Electronic music sure has come a long way since the days of Kraftwerk. Where once it was a series of robotic blips and blorps, it’s now become a multifaceted organism filled with all kinds of subsections. EDM, IDM, Lo-fi, and countless others currently permeate pop culture from our soundtracks to advertisements. It’s easy to understand why not having lyrical content allows a certain malleability that lends itself easily to a variety of images and emotions. Electronic music allows you to build worlds out of your own creativity and will live on forever through its continuous genre-bending and remixing.
That’s why I’m happy to report that the newest album by electronic act Elektragaaz, The Synaesthetic Picture Show Now Playing, Pt. 2 (try saying that five times fast) is an immeasurable success for both electronic and music, in general, this year. It’s an immaculately conceived and dense EP filled with absolute treasures even in its brief six tracks. If this is your first foray into house music, modern electronica, or just missing something since Daft Punk retired earlier this year, this is probably the album for you. Beyond the title of the EP, there’s definitely a level of theatrics at play in terms of presentation, but also its mysterious presenter. Elektragaaz is led by Poppo Redband or simply Redband, and operates as a reclusive young Frisian composer who finds a cavalcade of talent across all ages and genres and helps mash them into one another. It’s probably why, for an EP that could be summed up as an electronic-pop sound has pastiches of country sounds, jazz, rock, classical strings, and more and each time it completely catches you off guard. It’s definitely a new sound for the people like me who are craving new sounds. What’s even more stunning is that with so much experimentation on display, every track works.
I wasn’t sure why the Picture Show Now EP’s were split into two, the former having come out earlier this year, but listening to them side by side you get a clearer picture. Part one almost has a safety net underneath it, so its more upbeat pseudo chiptune sounds don’t veer off too far. Here, the group throws it all out on the table with sounds you’d expect both in the club, in film and video games, and each track while very extended never meanders and really pulls out surprise after surprise.
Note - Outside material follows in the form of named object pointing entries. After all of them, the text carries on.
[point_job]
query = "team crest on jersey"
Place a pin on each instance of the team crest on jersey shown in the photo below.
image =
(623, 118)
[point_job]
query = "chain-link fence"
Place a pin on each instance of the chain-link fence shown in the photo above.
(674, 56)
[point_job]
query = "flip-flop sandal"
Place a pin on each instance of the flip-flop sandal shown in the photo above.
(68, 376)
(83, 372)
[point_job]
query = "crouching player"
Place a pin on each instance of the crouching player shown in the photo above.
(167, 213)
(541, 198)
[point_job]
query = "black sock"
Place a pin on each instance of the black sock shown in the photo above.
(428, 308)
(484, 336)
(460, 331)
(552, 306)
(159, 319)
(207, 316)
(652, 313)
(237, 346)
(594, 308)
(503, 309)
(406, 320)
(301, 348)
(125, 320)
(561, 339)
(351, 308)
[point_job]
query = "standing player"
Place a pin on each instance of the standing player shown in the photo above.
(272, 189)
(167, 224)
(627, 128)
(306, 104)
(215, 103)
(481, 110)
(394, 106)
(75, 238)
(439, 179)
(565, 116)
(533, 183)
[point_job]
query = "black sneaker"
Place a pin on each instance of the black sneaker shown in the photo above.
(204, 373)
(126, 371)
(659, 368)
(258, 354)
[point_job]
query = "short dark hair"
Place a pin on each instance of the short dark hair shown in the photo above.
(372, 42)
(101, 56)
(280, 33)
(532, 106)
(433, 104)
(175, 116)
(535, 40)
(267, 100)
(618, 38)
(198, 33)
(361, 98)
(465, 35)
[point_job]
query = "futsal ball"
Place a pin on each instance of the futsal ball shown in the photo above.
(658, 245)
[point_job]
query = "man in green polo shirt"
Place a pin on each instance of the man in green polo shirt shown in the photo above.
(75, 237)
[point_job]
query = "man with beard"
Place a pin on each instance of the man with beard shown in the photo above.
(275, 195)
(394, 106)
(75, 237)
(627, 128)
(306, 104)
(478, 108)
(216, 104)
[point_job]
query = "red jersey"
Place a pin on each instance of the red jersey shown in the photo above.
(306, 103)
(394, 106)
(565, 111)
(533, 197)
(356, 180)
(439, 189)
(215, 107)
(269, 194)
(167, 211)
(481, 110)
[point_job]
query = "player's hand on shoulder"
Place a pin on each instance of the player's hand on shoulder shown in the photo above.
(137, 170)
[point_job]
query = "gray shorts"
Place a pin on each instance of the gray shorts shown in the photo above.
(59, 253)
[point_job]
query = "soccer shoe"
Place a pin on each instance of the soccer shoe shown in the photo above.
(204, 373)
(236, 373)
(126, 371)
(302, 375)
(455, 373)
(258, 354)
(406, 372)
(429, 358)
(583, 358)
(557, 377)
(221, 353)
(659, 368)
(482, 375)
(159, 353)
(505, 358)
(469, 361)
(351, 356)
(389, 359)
Redband is said to have synesthesia, an affliction I have as well, and I can say the stimulation one can get from an album like this is the best kind of experience. The sounds bend and twist and you make your own stories alongside it, and it also unearths feelings or connective tissues that may have been once forgotten.
It’s an ambitious project that I think artists especially will get a lot out of, but for someone looking for an exciting and fresh take on a well-worn and increasingly saturated genre, look now further than this stunning picture show sequel.